Originally the capital of the Median Empire and later a key city in the Persian, Seleucid, and Parthian empires. According to the Greek historian Herodotus, Ecbatana (modern Hamadan), located in the Zagros Mountains directly east of central Mesopotamia, was first erected by the early Median ruler Deioces in the seventh century b. c. “Deioces’ first act was to command his subjects to build a palace worthy of a king,” Herodotus claims.
The Medes complied. They built a large and well-defended palace on a site he himself indicated. . . . Deioces [then] put pressure on the Medes to build a single great city to which, as the capital of the country, all other towns were to be held of secondary importance.
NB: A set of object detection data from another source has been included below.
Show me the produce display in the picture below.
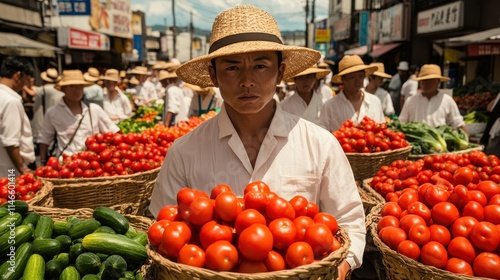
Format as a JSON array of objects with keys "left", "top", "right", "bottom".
[
  {"left": 370, "top": 151, "right": 500, "bottom": 279},
  {"left": 0, "top": 174, "right": 42, "bottom": 205},
  {"left": 148, "top": 181, "right": 341, "bottom": 273},
  {"left": 333, "top": 117, "right": 409, "bottom": 153},
  {"left": 0, "top": 201, "right": 147, "bottom": 280}
]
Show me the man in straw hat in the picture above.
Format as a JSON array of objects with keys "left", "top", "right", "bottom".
[
  {"left": 38, "top": 70, "right": 120, "bottom": 164},
  {"left": 101, "top": 69, "right": 132, "bottom": 123},
  {"left": 319, "top": 55, "right": 384, "bottom": 132},
  {"left": 365, "top": 62, "right": 396, "bottom": 116},
  {"left": 0, "top": 56, "right": 35, "bottom": 178},
  {"left": 149, "top": 5, "right": 366, "bottom": 279},
  {"left": 399, "top": 64, "right": 466, "bottom": 131},
  {"left": 281, "top": 67, "right": 330, "bottom": 124}
]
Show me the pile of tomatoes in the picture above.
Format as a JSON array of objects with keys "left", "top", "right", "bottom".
[
  {"left": 371, "top": 151, "right": 500, "bottom": 279},
  {"left": 0, "top": 174, "right": 42, "bottom": 205},
  {"left": 148, "top": 181, "right": 342, "bottom": 273},
  {"left": 333, "top": 116, "right": 410, "bottom": 153}
]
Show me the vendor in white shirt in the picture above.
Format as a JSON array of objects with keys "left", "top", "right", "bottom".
[
  {"left": 101, "top": 69, "right": 132, "bottom": 123},
  {"left": 281, "top": 67, "right": 331, "bottom": 124},
  {"left": 319, "top": 55, "right": 385, "bottom": 132},
  {"left": 399, "top": 64, "right": 467, "bottom": 132},
  {"left": 38, "top": 70, "right": 120, "bottom": 164}
]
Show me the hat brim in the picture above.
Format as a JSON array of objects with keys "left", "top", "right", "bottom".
[
  {"left": 415, "top": 74, "right": 450, "bottom": 82},
  {"left": 332, "top": 65, "right": 378, "bottom": 84},
  {"left": 176, "top": 41, "right": 321, "bottom": 88}
]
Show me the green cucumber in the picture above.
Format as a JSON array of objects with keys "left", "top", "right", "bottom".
[
  {"left": 75, "top": 252, "right": 101, "bottom": 275},
  {"left": 82, "top": 232, "right": 148, "bottom": 262},
  {"left": 0, "top": 242, "right": 32, "bottom": 280},
  {"left": 59, "top": 265, "right": 81, "bottom": 280},
  {"left": 33, "top": 216, "right": 54, "bottom": 239},
  {"left": 2, "top": 200, "right": 29, "bottom": 217},
  {"left": 32, "top": 238, "right": 61, "bottom": 261},
  {"left": 68, "top": 219, "right": 101, "bottom": 239},
  {"left": 92, "top": 206, "right": 130, "bottom": 234},
  {"left": 0, "top": 225, "right": 33, "bottom": 256},
  {"left": 0, "top": 212, "right": 23, "bottom": 237},
  {"left": 23, "top": 254, "right": 45, "bottom": 280}
]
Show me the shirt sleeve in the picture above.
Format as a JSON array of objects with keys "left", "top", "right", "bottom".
[{"left": 0, "top": 100, "right": 24, "bottom": 147}]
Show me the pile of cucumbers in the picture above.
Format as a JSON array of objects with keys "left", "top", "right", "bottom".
[{"left": 0, "top": 200, "right": 148, "bottom": 280}]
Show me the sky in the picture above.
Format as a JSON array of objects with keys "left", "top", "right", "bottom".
[{"left": 132, "top": 0, "right": 329, "bottom": 31}]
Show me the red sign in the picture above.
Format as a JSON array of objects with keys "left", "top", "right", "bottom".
[{"left": 467, "top": 44, "right": 500, "bottom": 56}]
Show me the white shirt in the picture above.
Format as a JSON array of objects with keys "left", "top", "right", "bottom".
[
  {"left": 38, "top": 99, "right": 120, "bottom": 155},
  {"left": 399, "top": 91, "right": 465, "bottom": 129},
  {"left": 0, "top": 84, "right": 35, "bottom": 177},
  {"left": 280, "top": 93, "right": 323, "bottom": 124},
  {"left": 149, "top": 105, "right": 366, "bottom": 269},
  {"left": 318, "top": 89, "right": 385, "bottom": 132},
  {"left": 374, "top": 87, "right": 396, "bottom": 116},
  {"left": 103, "top": 87, "right": 132, "bottom": 123}
]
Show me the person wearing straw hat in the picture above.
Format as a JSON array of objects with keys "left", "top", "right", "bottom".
[
  {"left": 319, "top": 55, "right": 385, "bottom": 132},
  {"left": 38, "top": 70, "right": 120, "bottom": 164},
  {"left": 101, "top": 69, "right": 132, "bottom": 123},
  {"left": 281, "top": 67, "right": 330, "bottom": 124},
  {"left": 149, "top": 5, "right": 366, "bottom": 279},
  {"left": 0, "top": 56, "right": 35, "bottom": 178},
  {"left": 399, "top": 64, "right": 467, "bottom": 132},
  {"left": 365, "top": 62, "right": 396, "bottom": 116},
  {"left": 158, "top": 70, "right": 189, "bottom": 126}
]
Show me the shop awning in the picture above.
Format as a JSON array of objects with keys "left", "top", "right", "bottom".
[
  {"left": 0, "top": 32, "right": 62, "bottom": 57},
  {"left": 438, "top": 27, "right": 500, "bottom": 47}
]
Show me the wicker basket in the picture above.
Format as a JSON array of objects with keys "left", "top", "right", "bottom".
[
  {"left": 408, "top": 144, "right": 484, "bottom": 160},
  {"left": 40, "top": 168, "right": 160, "bottom": 215},
  {"left": 368, "top": 204, "right": 491, "bottom": 280},
  {"left": 148, "top": 226, "right": 350, "bottom": 280},
  {"left": 345, "top": 146, "right": 411, "bottom": 181}
]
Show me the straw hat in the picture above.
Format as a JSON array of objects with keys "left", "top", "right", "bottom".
[
  {"left": 128, "top": 66, "right": 148, "bottom": 76},
  {"left": 40, "top": 68, "right": 61, "bottom": 83},
  {"left": 83, "top": 67, "right": 101, "bottom": 82},
  {"left": 158, "top": 70, "right": 177, "bottom": 81},
  {"left": 332, "top": 54, "right": 377, "bottom": 84},
  {"left": 288, "top": 67, "right": 331, "bottom": 82},
  {"left": 370, "top": 62, "right": 392, "bottom": 79},
  {"left": 101, "top": 69, "right": 121, "bottom": 83},
  {"left": 54, "top": 70, "right": 93, "bottom": 90},
  {"left": 415, "top": 64, "right": 450, "bottom": 82},
  {"left": 176, "top": 5, "right": 321, "bottom": 87}
]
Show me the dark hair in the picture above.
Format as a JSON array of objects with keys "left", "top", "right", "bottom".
[
  {"left": 0, "top": 56, "right": 34, "bottom": 79},
  {"left": 210, "top": 51, "right": 283, "bottom": 70}
]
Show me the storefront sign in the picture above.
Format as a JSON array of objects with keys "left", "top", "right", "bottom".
[
  {"left": 57, "top": 0, "right": 91, "bottom": 16},
  {"left": 57, "top": 27, "right": 110, "bottom": 51},
  {"left": 378, "top": 3, "right": 407, "bottom": 44},
  {"left": 417, "top": 1, "right": 464, "bottom": 34},
  {"left": 467, "top": 44, "right": 500, "bottom": 56}
]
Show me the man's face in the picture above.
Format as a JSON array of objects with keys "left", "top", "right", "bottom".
[
  {"left": 342, "top": 70, "right": 365, "bottom": 92},
  {"left": 420, "top": 79, "right": 441, "bottom": 93},
  {"left": 294, "top": 73, "right": 316, "bottom": 94},
  {"left": 209, "top": 51, "right": 285, "bottom": 114}
]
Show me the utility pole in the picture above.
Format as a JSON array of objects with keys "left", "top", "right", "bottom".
[{"left": 172, "top": 0, "right": 177, "bottom": 58}]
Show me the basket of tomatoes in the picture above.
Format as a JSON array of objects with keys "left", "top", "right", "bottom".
[
  {"left": 148, "top": 184, "right": 350, "bottom": 280},
  {"left": 333, "top": 117, "right": 411, "bottom": 181}
]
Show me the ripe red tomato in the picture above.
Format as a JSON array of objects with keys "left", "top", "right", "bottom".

Again they complied, and the city now known as Ecbatana was built, a place of great size and strength fortified by concentric walls, these so planned that each successive circle was higher than the one below it by the height of the battlements. . . . The circles are seven in number, and the innermost contains the royal palace and treasury. .. . The battlements of the five outer rings are painted in different colors, the first white, the second black, the third crimson, the fourth blue, the fifth orange; the battlements of the two inner rings are plated with silver and gold respectively. (Histories 1.98-99)
Modern scholars suspect that Herodotus’s description of Ecbatana, which he never saw in person, may be partly fanciful. The concentric battlements rising in height may be a garbled account of a ziggurat, a structure common to cities of the region in that era. Unfortunately, the truth may never be known. Modern Hamadan almost completely overlays ancient Ecbatana, so very little archaeological work has been done there, and the prospect of future digs remains uncertain. Herodotus’s mention of silver and gold does square with other ancient accounts of Ecbatana, which say that its palace was splendidly decorated with these precious metals. What is more certain is that after the fall of Media, the Persian kings used Ecbatana as their summer residence, and the city served as a capital under the Seleucids and the Parthians.